Suddenly he happened on a brook that ran between two large red rocks, and whose clear surface gleamed in the light of the two moons, Phobos and Deimos. Reeds, rushes, and a mixture of succulents with spreading leaves adorned the waterway’s banks, and quick golden fish as agile as trout darted among the plants. Huge trees admired their dark foliage in the water.

Robert had never beheld such a charming landscape illuminated by such soft glimmers of light. His courage returned; he was embarrassed by the fear that assailed him.

Kneeling on the damp grass, he drank water from his cupped hands and found it exquisite and soothing.

“No!” he proudly exclaimed. “I will not succumb to these senseless fears. I will be faithful to the role that I myself have chosen; I wanted to get to know new worlds, whatever the risks. Whatever enemies or dangers may await, I have come with all the venerable riches of human science. Whether I succeed or fail I will have accomplished the goal I set for myself. I will have filled the page I wished to write and my mission will not have been in vain. I have no right to complain nor to be afraid.”

Stimulated by this burst of enthusiasm, Robert found himself in complete control of his faculties. The strangeness of the situation revived him and he walked on at a brisk pace, leaving the spring and the clearing behind to plunge into a long avenue with a carpet of brown moss as soft as velvet under his feet.

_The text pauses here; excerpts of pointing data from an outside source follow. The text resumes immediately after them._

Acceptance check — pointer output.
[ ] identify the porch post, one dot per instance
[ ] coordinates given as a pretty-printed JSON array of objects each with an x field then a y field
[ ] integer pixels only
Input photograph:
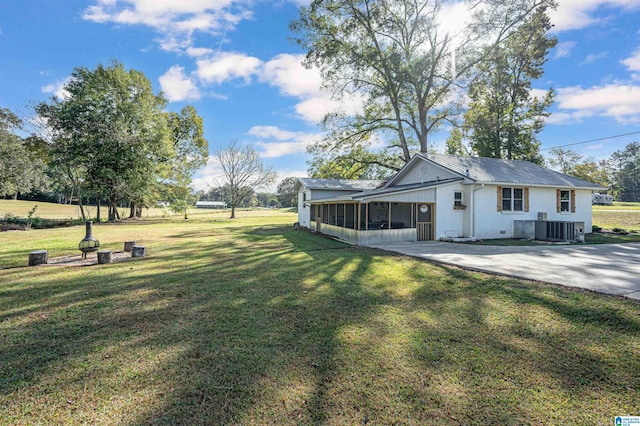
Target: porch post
[
  {"x": 366, "y": 217},
  {"x": 355, "y": 217}
]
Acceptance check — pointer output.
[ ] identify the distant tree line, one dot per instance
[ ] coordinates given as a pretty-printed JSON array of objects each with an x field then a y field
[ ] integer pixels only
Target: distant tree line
[{"x": 109, "y": 140}]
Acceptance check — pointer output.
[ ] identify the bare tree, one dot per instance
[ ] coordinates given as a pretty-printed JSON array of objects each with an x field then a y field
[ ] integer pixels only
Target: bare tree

If his friends on Earth had seen the young engineer at this moment, walking briskly with no idea where he was headed down the paths of an untamed forest, none of them, certainly, would have recognized him. Robert was as thin as a skeleton, his features were haggard, his shoulders were stooped, and his wild hair and beard were turning gray. His only clothing was the cotton sack that had served as his shroud, under which he was shivering, although it wasn’t terribly cold.

He had made rudimentary sandals from thin strips of tree bark that he wrapped around his aching feet. And finally his incredibly long and sharp nails made him look more like a Stone Age man than a respectable mathematician who had graduated third in his class from the Ecole Polytechnique.

Robert Darvel, now certain that he had left the planet of his birth and that what he had taken to be a Canadian forest was instead a part of Mars, walked with great strides, as much to revive his sluggish limbs as to reach, as quickly as possible, some Martian settlement, the existence of which he was impatient to discover.

“If they are friendly and intelligent,” he had told himself, “I will find a way to make myself understood and they will help me. If they are hostile and stupid, I will frighten them and they will be obliged to come to my assistance anyway.”

Greatly fortified by these rather fanciful hopes, he pressed on, but after a quarter of an hour he was overcome by fatigue and, despite his sandals of vines, his feet were raw and terribly sore. He broke off a thick, mostly straight branch to serve as a cane and also as a weapon of self-defense.